Windows nuget.exe NU3018 RevocationStatusUnknown

[mwpowellhtx]

Running against the latest nuget.exe at the time of this writing, trying to sign a NuGet package. Names and passwords and such obfuscated for purposes of this question, but I attempt the following. Key highlights, trying to certify against the exported PFX from my internal CA manager. Yes, the algo is SHA512, AFAIK.

D:\Source\myproject\working\src\myproject> nuget sign bin\Release\myproject.1.0.0.nupkg -CertificatePath ..\..\..\myorg.pfx -HashAlgorithm SHA512 -Timestamper http://timestamp.digicert.com

The package is being signed, apparently, excepting for the NU3018 warning.

WARNING: NU3018: RevocationStatusUnknown: The revocation function was unable to check revocation for the certificate.
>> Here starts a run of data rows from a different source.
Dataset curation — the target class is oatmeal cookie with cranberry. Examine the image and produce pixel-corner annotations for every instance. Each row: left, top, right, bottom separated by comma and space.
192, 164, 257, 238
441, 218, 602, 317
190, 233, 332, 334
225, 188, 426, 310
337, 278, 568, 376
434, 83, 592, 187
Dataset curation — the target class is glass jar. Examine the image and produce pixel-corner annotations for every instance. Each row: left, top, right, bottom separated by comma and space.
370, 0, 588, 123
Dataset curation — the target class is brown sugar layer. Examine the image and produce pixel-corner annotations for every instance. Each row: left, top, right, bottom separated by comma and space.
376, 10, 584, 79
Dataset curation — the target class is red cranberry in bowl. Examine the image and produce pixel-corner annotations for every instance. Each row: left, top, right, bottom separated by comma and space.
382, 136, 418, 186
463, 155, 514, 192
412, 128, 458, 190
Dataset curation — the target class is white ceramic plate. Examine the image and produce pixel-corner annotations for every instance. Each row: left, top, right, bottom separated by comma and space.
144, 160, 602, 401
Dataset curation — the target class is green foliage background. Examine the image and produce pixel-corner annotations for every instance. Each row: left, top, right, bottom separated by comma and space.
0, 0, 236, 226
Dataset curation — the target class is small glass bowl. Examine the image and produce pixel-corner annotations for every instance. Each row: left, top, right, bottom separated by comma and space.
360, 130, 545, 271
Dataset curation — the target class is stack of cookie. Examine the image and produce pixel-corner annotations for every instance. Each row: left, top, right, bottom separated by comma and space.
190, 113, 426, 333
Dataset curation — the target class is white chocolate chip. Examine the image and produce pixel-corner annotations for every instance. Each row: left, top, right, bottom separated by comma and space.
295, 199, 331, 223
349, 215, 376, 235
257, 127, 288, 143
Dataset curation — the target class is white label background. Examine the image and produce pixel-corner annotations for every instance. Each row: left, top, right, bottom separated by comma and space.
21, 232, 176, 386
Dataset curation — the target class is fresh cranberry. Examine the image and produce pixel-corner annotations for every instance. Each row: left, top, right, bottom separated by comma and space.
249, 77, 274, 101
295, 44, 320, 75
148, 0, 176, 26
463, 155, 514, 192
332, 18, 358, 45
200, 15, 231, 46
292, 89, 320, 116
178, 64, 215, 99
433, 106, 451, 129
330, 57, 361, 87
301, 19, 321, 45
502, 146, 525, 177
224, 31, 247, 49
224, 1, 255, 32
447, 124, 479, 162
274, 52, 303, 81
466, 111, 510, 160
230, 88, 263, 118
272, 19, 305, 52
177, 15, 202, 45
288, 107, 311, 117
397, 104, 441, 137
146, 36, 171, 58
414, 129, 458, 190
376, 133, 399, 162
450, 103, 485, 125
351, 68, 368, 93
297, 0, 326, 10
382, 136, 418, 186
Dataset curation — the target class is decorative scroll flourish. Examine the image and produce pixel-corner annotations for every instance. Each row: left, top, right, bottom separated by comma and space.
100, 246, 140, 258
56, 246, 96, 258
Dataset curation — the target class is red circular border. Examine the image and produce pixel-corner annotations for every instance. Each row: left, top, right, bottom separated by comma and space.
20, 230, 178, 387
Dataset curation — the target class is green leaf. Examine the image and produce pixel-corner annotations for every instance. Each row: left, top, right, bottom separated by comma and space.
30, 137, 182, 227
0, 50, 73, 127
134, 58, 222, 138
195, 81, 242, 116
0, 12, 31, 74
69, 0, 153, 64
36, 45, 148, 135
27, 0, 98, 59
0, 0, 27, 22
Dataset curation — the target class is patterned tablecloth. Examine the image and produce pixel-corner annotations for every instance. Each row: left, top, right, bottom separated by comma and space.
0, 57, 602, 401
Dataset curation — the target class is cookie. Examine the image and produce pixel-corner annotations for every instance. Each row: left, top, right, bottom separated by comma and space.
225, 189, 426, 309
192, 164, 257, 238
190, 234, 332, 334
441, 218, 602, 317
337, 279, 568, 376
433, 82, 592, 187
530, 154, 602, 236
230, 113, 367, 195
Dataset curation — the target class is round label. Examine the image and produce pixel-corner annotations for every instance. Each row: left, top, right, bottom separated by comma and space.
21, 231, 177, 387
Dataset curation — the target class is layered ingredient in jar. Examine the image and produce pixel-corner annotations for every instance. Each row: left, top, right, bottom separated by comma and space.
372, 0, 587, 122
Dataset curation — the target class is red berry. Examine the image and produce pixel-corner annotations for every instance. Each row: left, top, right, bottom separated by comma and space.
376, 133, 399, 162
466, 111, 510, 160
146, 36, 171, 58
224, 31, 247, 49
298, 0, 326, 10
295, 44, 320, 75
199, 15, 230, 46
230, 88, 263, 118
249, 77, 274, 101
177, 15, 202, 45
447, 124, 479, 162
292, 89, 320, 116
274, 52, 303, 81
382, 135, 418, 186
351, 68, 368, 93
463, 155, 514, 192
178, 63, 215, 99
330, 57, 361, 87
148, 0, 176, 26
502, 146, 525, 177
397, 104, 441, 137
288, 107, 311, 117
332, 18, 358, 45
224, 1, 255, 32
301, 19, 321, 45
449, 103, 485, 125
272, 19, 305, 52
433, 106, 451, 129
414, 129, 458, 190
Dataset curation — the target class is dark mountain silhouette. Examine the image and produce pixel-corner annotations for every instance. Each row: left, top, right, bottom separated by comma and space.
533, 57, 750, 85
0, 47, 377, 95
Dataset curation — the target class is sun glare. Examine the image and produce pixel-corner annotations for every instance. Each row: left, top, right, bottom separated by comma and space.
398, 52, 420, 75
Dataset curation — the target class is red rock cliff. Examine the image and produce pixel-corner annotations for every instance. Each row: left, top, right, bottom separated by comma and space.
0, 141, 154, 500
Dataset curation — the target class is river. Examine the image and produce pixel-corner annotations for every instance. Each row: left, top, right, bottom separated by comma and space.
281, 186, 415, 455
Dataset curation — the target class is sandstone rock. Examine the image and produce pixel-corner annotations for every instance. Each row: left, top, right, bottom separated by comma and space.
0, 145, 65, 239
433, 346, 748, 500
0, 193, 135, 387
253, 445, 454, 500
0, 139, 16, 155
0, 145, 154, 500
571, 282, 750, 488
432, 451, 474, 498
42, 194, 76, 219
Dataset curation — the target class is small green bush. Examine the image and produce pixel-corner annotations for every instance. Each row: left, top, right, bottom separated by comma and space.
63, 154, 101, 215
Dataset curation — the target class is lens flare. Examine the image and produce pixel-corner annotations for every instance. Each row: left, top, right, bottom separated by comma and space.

We are using XCA, for instance, to run our CA internally. For my own edification, what specs should I relay to signing? And/or how should we best specify our certs, SHA, etc? We have control over many of the parameters contributing to a cert, the only question is how is NuGet opinionated over what those parameters should be.

Perhaps also clarifying the commentary warning:

NuGet.org does not accept packages signed with self-issued certificates.

Of course we want to do more than a test certificate. This is heading into production, distribution. Are we even able to self certify?

Similar in nature, I think, to the ubuntu-linux question presented along similar lines.

[mwpowellhtx]

Is it possible, for instance, to run our own -Timestamper? Is there a published nuget API for this?